It may be no hyperbole to claim that Take All My Loves: 9 Shakespeare Sonnets is the album Rufus Wainwright has been working towards his entire life. From his earliest albums Rufus Wainwright and Poses (now reissued on 180g vinyl), Wainwright has pushed the boundaries of what’s possible – and expected – of a pop song. By the time he collaborated with the Berliner Ensemble and groundbreaking avant-garde theatre director Robert Wilson on a staging of Shakespeare’s Sonnets, in 2009, Wainwright was already well into working on his own opera, Prima Donna, proving that the theatrics that come so naturally to him weren’t just confined to his music.

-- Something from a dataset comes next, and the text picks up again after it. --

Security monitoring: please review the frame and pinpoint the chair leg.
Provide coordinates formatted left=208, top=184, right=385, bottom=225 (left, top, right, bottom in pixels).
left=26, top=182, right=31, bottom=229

So to 2016 and Take All My Loves: musical renditions of nine of William Shakespeare’s sonnets, released to mark the 400th anniversary of The Bard’s death. Wainwright had tested the waters on record with his 2010 album All Days Are Nights: Songs For Lulu (which features different takes on ‘When Most I Wink’ (Sonnet 43), ‘For Shame’ (Sonnet 10) and ‘A Woman’s Face’ (Sonnet 20)). Here, however, he goes full-blown, enlisting actors such as Helena Bonham-Carter, Carrie Fisher and William Shatner to recite each chosen sonnet – a kind of introductory passage before Wainwright’s arrangements.
This is no mere exercise in setting poetry to music; you can go elsewhere for that. And while it’s no surprise that the arrangements are theatrical, often classical in their approach, that Wainwright breathes new life into words that need no help leaping from the page is nothing short of astonishing. Traces of the Elizabethan music of Shakespeare’s time weave their way throughout ‘When In Disgrace’ (Sonnet 29), led by Florence Welch’s vocal; ‘Th’Expense Of Spirit In A Waste Of Shame’ is given dramatic rendering thanks to cascading strings and the falsetto of Austrian soprano singer Anna Prohaska.
Each piece is a world unto itself, but serves a wider patchwork. As with reading the original texts, you can dip in and out or you can imbibe at once – whatever your approach, you will be immersed in some of the finest works ever created on love, life and death.
For those who want just a little taste for starters, check out the sonnet that lends this collection its title. The instrumental palette comes into focus with breathtaking effect, and Wainwright’s cyclical vocals are some of the most captivating he’s ever committed to tape.